At the “end of the world”

No, I don’t think the world is going to end. There is a large misunderstanding about what the Mayan Calendar ending today means. Those who understand the language of the calendar tell us that it is the end of an era and the opening of a new. Not so different from Vedic tradition which says this is the end of the Kali yuga and the opening of the next yuga (only 20K years long!)  But if this is the end, let it be the end of all that which does not serve us. And from the Buddhist  tradition of Metha here is a variation from Gwynne Warner in Portland. Use it to help yourself and all those less fortunate:

“Step 1: Breathe in suffering. The worst thing that ever happened to you. That sunk feeling. That thing you wish you could take back. Recapitulate it in breaths. The blackness, the sickness, the fibrous seething rage, the sticky-scratchy, inconsolable weight of it. Take in the unbearableness. You may want to escape. Press on. Go beyond the embrace. Inhale the pain in to your every cell. You won’t die. You’re going to expand. Keep breathing in the misery.

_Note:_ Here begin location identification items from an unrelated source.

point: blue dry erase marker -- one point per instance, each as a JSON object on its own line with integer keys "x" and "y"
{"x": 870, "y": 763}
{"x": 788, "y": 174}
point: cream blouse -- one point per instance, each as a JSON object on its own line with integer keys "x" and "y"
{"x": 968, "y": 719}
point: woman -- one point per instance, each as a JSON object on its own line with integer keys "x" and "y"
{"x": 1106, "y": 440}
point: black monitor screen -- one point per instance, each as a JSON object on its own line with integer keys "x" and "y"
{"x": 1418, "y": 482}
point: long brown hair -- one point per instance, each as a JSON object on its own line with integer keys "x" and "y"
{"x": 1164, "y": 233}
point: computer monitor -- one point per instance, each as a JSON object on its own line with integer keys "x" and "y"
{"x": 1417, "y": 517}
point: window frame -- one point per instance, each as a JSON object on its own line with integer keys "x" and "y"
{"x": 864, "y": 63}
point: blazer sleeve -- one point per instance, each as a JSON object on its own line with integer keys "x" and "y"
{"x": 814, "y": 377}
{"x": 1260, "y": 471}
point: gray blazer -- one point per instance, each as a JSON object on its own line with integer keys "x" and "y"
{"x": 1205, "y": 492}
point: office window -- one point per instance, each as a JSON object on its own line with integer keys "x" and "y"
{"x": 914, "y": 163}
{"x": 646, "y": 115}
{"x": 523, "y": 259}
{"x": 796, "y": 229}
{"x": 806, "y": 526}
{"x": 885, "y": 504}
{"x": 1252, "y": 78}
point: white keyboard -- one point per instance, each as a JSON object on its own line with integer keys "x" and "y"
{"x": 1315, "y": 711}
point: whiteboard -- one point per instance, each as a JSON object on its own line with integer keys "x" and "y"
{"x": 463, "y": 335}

You’re on the verge of a miracle.

Step 2: Now breathe out joy. Soothing golden warmth. Luminous flying birds of clarity. Electric rays of smiling karate chops. Feel your lungs as powerful creative engines of healing and righteousness. Pulsate rapture. Let happiness emerge from the fractures. Let scar tissue become bridges that lead to a festival of relief and dancing. See joy. Feel joy. Hear joy. Sing joy. Breathe love into every cell of the situation.

Now do it for other people’s suffering. Please. For that homeless man on the street, in winter. Cold and demoralized. Inhale his agony. Exhale comfort and transformation. The jobless folks with families to feed. Cancer patients fighting to live. People gone mad. Soldiers who kill and the families they destroy. Take in the wreckage. Turn it into light and give back compassion and tenderness.

When your heart is heavy, when you want to feel alive…
Acknowledge the dark. And take the light into your own hands.”